與霧織搖了下頭,蹲下朝菜菜子和美美子說:“我來過的事情要保密,不要告訴夏油傑。”
“……”美美子眼神黯淡下來,“也就是說您還是會走……”
菜菜子想到白天被驚動的冰庫警報,有些疑惑:“是為了冰庫裡的東西嗎?那裡麵都是上供給盤星教的寶物和一些詛咒用的東西。”
“裡麵有一件世間極惡的咒物,留在這裡並不安全,我要帶走它。”與霧織不明白為什麼夏油傑會從高專拿走手指,也許是為了今天。
但以夏油傑的實力並不能阻攔她。
“可是——”
美美子話還沒說完便眼睜睜看著與霧織轉身,穿過冰庫大門。
到底要不要告訴夏油大人?
她並不想讓兩位大人失望,可是……
“我們也進去!”菜菜子眼看著與霧織進去,回頭抓起美美子的手準備跟上去開門時,卻反被她扯住一怔。
“你做什麼啊!”
“我們不能進去。”
美美子搖著頭退後,擔憂地看向大門。
她感受到了。
熟悉的詛咒氣息。
夏油大人。
……會留下神明大人嗎?
冰庫內湧起一陣白霧,儘數拍在她淺白的衣襟上。
冰涼刺骨的氣息讓與霧織稍微有些不適。
裡麵一片漆黑,沒有絲毫亮光。
就像跨入了某個領域般,有種被隔絕的空間感。
與霧織瞬間發現了冰庫裡的機關,她仰頭看了看,喚出手中的窄刀朝黑氣濃重的地方揮砍而去!
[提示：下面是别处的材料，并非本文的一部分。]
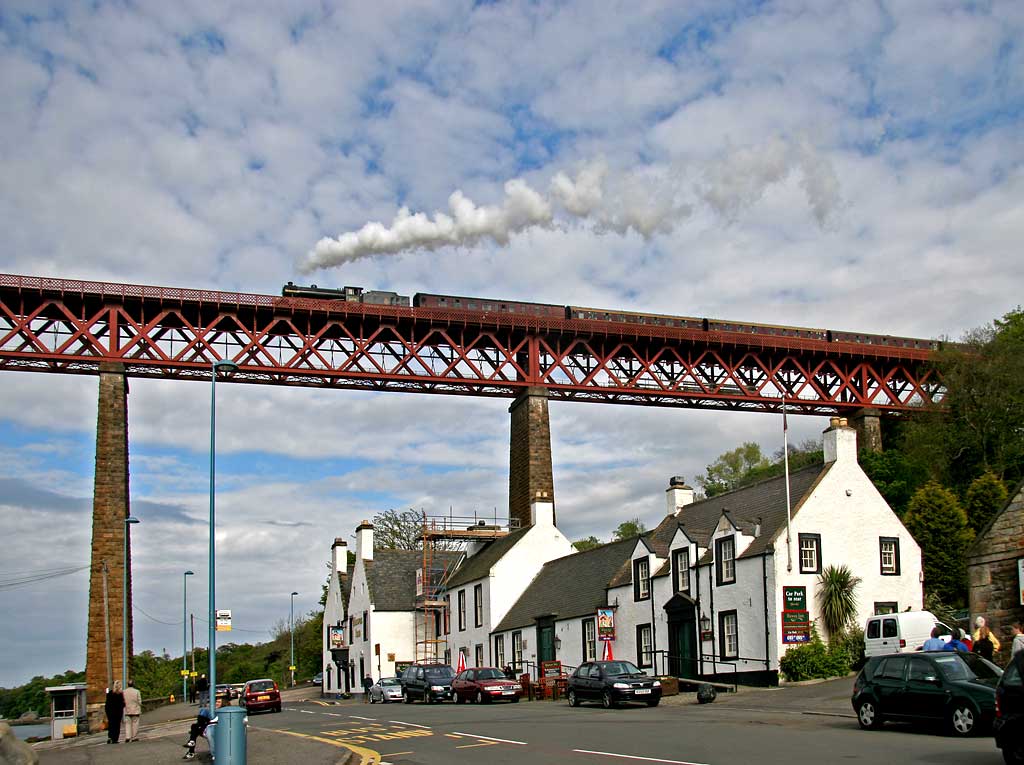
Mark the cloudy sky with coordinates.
[0,0,1024,686]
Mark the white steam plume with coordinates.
[300,138,841,272]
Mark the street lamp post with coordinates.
[209,359,239,717]
[121,515,138,689]
[288,592,299,686]
[181,571,196,704]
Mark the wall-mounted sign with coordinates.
[217,608,231,632]
[782,587,807,611]
[327,627,345,650]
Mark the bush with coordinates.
[778,624,864,681]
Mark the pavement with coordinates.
[32,686,364,765]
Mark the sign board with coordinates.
[782,625,811,643]
[541,662,562,677]
[782,587,807,611]
[593,608,615,647]
[217,608,231,632]
[327,627,345,650]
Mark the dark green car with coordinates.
[852,650,1002,736]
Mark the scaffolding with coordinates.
[416,513,515,662]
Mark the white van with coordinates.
[864,611,952,656]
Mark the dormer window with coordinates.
[715,537,736,585]
[633,558,650,600]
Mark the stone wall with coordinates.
[968,484,1024,664]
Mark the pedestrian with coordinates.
[972,625,995,662]
[196,675,210,704]
[124,680,142,743]
[181,707,213,760]
[1010,622,1024,656]
[103,680,125,743]
[921,625,946,650]
[942,627,971,653]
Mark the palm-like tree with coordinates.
[818,565,860,639]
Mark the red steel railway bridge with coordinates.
[0,274,944,725]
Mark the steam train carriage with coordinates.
[281,282,942,350]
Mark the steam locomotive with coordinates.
[281,282,941,350]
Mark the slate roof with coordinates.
[364,550,462,611]
[495,537,637,632]
[446,526,532,590]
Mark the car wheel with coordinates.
[949,702,978,736]
[857,698,882,730]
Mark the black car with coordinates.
[851,650,1002,736]
[401,663,455,704]
[992,651,1024,765]
[566,661,662,709]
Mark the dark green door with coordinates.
[537,625,555,664]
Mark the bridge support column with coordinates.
[850,409,882,452]
[85,364,132,731]
[509,387,555,526]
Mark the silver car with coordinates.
[370,677,401,704]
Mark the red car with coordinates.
[239,678,281,712]
[452,667,522,704]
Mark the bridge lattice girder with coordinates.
[0,274,944,415]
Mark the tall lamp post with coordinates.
[121,515,138,689]
[288,592,299,686]
[209,359,239,717]
[181,571,196,704]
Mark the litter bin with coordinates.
[213,707,249,765]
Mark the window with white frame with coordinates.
[495,635,505,669]
[718,611,739,658]
[633,558,650,600]
[637,624,654,669]
[583,617,597,662]
[473,585,483,626]
[672,547,690,593]
[512,632,522,670]
[879,537,899,577]
[799,534,821,573]
[715,537,736,585]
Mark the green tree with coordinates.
[817,565,860,642]
[964,472,1007,535]
[611,518,647,542]
[904,481,974,605]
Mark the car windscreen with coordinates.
[604,662,643,677]
[934,651,1002,680]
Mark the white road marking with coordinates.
[452,730,526,747]
[388,720,430,730]
[572,749,707,765]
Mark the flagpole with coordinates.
[782,393,793,571]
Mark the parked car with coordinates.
[851,650,1002,736]
[566,662,662,709]
[401,662,455,704]
[992,651,1024,765]
[864,611,952,656]
[452,667,522,704]
[239,677,281,713]
[370,677,401,704]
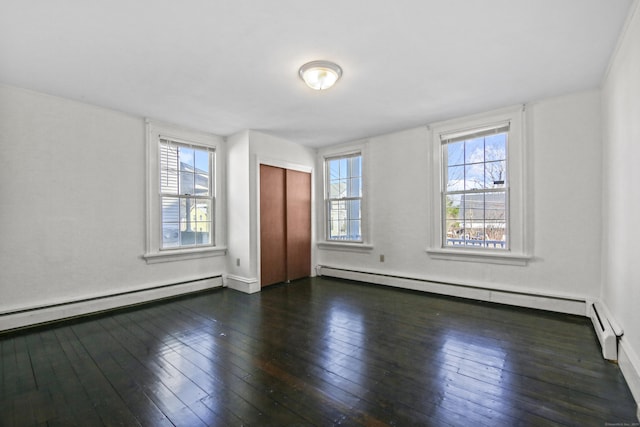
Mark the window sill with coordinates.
[318,241,373,253]
[427,248,533,266]
[142,246,227,264]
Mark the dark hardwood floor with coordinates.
[0,278,637,427]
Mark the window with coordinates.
[427,106,530,265]
[441,123,509,250]
[144,120,226,263]
[158,139,215,249]
[325,153,362,242]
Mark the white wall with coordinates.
[227,131,315,292]
[0,86,226,320]
[602,1,640,401]
[317,91,602,304]
[226,131,255,281]
[249,131,316,284]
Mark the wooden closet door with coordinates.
[260,165,287,286]
[286,169,311,280]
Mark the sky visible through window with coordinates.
[443,132,507,249]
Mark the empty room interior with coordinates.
[0,0,640,426]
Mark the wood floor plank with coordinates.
[0,278,637,426]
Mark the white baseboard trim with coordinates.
[316,265,587,316]
[0,276,222,332]
[224,274,260,294]
[587,301,622,361]
[618,342,640,421]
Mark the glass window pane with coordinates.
[445,219,464,245]
[178,147,194,172]
[162,197,180,224]
[329,160,340,181]
[464,163,484,190]
[445,141,464,166]
[195,150,209,175]
[484,160,507,188]
[196,231,211,245]
[160,143,178,170]
[447,166,464,191]
[347,178,362,197]
[162,223,180,248]
[194,174,209,196]
[484,133,507,162]
[338,159,348,179]
[180,230,196,246]
[347,219,362,240]
[180,172,195,194]
[160,169,178,194]
[464,138,484,164]
[349,156,362,177]
[464,193,484,221]
[347,200,360,220]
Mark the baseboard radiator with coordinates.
[316,265,587,316]
[0,276,223,333]
[589,302,622,361]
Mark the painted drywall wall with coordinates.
[317,91,602,298]
[249,131,316,284]
[226,131,255,280]
[0,86,226,312]
[602,1,640,401]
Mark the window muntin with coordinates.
[159,138,215,249]
[441,124,509,250]
[325,153,362,242]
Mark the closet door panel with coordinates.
[260,165,287,286]
[286,169,311,280]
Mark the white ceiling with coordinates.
[0,0,633,147]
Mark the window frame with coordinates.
[427,105,531,265]
[317,141,373,252]
[158,136,216,251]
[143,119,226,264]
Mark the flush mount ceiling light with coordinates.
[298,61,342,90]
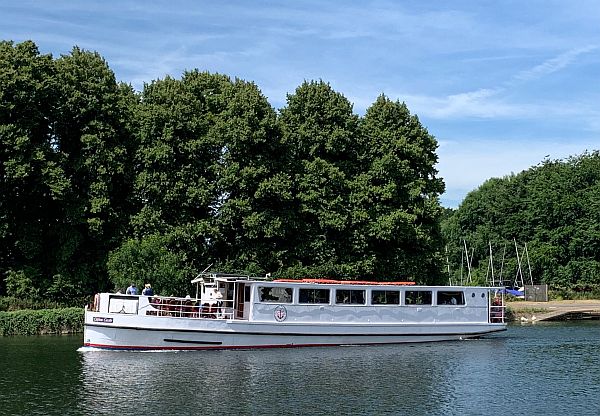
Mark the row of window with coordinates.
[258,286,465,305]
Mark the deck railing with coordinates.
[488,291,506,324]
[145,296,234,319]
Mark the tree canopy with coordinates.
[0,41,444,298]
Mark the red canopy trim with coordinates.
[273,279,415,286]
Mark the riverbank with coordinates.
[506,299,600,322]
[0,308,84,336]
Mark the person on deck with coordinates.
[142,283,154,296]
[125,283,137,295]
[214,287,223,316]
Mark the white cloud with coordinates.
[437,138,600,207]
[515,45,598,81]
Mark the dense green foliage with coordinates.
[442,151,600,290]
[0,42,444,300]
[0,308,83,336]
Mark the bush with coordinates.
[0,308,84,336]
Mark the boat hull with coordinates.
[84,313,506,350]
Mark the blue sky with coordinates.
[0,0,600,207]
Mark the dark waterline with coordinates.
[0,322,600,415]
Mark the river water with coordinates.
[0,321,600,415]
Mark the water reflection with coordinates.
[0,323,600,415]
[81,340,503,414]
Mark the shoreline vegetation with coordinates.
[0,307,84,336]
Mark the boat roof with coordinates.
[273,279,415,286]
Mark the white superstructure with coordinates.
[84,274,506,350]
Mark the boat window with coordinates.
[371,290,400,305]
[258,286,294,303]
[437,291,465,305]
[300,289,329,303]
[335,289,365,305]
[404,290,432,305]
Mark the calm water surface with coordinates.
[0,322,600,415]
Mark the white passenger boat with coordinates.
[84,274,506,350]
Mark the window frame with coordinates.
[298,287,331,305]
[371,289,402,306]
[404,290,433,306]
[258,285,294,303]
[334,289,367,306]
[435,290,466,306]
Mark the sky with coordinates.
[0,0,600,208]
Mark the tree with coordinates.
[0,42,63,293]
[279,81,358,277]
[351,95,444,282]
[214,80,291,273]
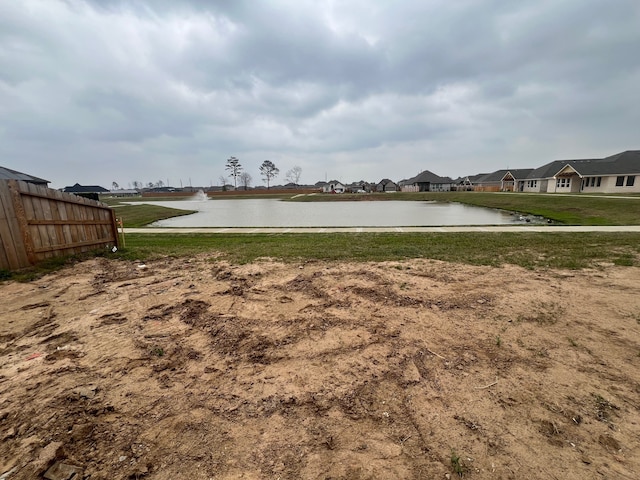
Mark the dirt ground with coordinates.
[0,256,640,480]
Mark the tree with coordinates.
[240,172,252,190]
[225,157,242,188]
[284,165,302,185]
[260,160,280,190]
[218,175,227,192]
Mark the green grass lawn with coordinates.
[290,192,640,225]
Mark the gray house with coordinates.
[0,166,49,187]
[376,178,399,192]
[523,150,640,193]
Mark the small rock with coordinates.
[2,427,18,441]
[44,462,84,480]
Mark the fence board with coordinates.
[0,180,118,270]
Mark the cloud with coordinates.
[0,0,640,186]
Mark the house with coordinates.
[109,188,140,197]
[398,170,454,192]
[62,183,109,195]
[523,150,640,193]
[454,173,489,192]
[0,166,50,187]
[376,178,399,192]
[500,168,533,192]
[62,183,109,200]
[322,180,346,193]
[466,170,508,192]
[347,180,375,193]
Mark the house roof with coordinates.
[473,170,509,184]
[402,170,453,185]
[527,150,640,179]
[0,166,49,186]
[62,183,109,193]
[527,158,596,179]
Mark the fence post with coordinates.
[8,180,36,265]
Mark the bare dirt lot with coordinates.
[0,257,640,480]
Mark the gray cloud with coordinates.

幾乎不費力的破除了結界,伴隨著尖銳的鳴叫,周圍的黑色屏障一點點褪去,仿佛下起了墨色的雨點。
逐漸顯現出冰庫原本的外貌。
同時駐守這裡的咒靈也變多了,一道道扭曲的黑影從與霧織身後升起,像升起的巨大囚籠將她包圍其中。
與霧織極度不適應這樣的空間。
她手腕擰動著窄刀把手,回身將這些冒出的咒靈祓除掉,纏繞在銀白刀刃上黑色濃霧如同鮮血一樣滴落。
而落在地上的黑霧也瞬間攤開在腳下。
與霧織垂著眼眸,長長的眼睫遮蓋住眼中的情緒,帶著無奈之意輕聲吐出這個多年未見的名字。
“……夏油傑。”
四周的黑霧圍繞著與霧織盤旋。
緊接著狂風刮過,在冰庫內掀起一陣黑色的龍卷風,與霧織騰空朝那陣風襲去,頃刻間濃霧漸散。
落入眼簾的是對方厚重的身影。
盤旋在空中的巨型咒靈如同鎮守寶藏的惡龍,頭頂盤腿而坐的男人露出許久不見的真容。
男人額邊落下的一縷發絲劃過眼尾,狹長的鳳眼透露出點點笑意,眼下的黑色痕跡讓他迤邐出一絲頹靡的意味。
與霧織沒什麼驚喜感地看向許久不見的故友。
夏油傑原本高挑而單薄的眉骨五官被此刻的墨海映襯出不一樣的淡漠感,那身袈裟在黑色濃霧下更像用筆描繪而出的佛像。
偏黑的瞳孔堆積著濃稠到化不開的鬱沉。
與霧織與他對視。
黑暗沒能淹沒他的麵容。
又或者他早已與黑暗融為一體,深不見底。
夏油傑的身子微微前傾,抬起手臂,拖著下顎的模樣增添了幾分居高臨下的傲慢。
“好久不見。”
黑發教主的薄唇掀起,儘管全身的細胞都在莫名叫囂著與顫栗,卻被他死命壓住,僅從這漫不經心的語句中截獲出那一絲——
——隱忍的期待。
與霧織沒有回應,如法炮製地砍掉了夏油傑下坐的咒靈。
暴躁程度日益見長,也許那兩個孩子的事情對於她還是有些影響,稍微教訓一下這家夥也沒問題吧?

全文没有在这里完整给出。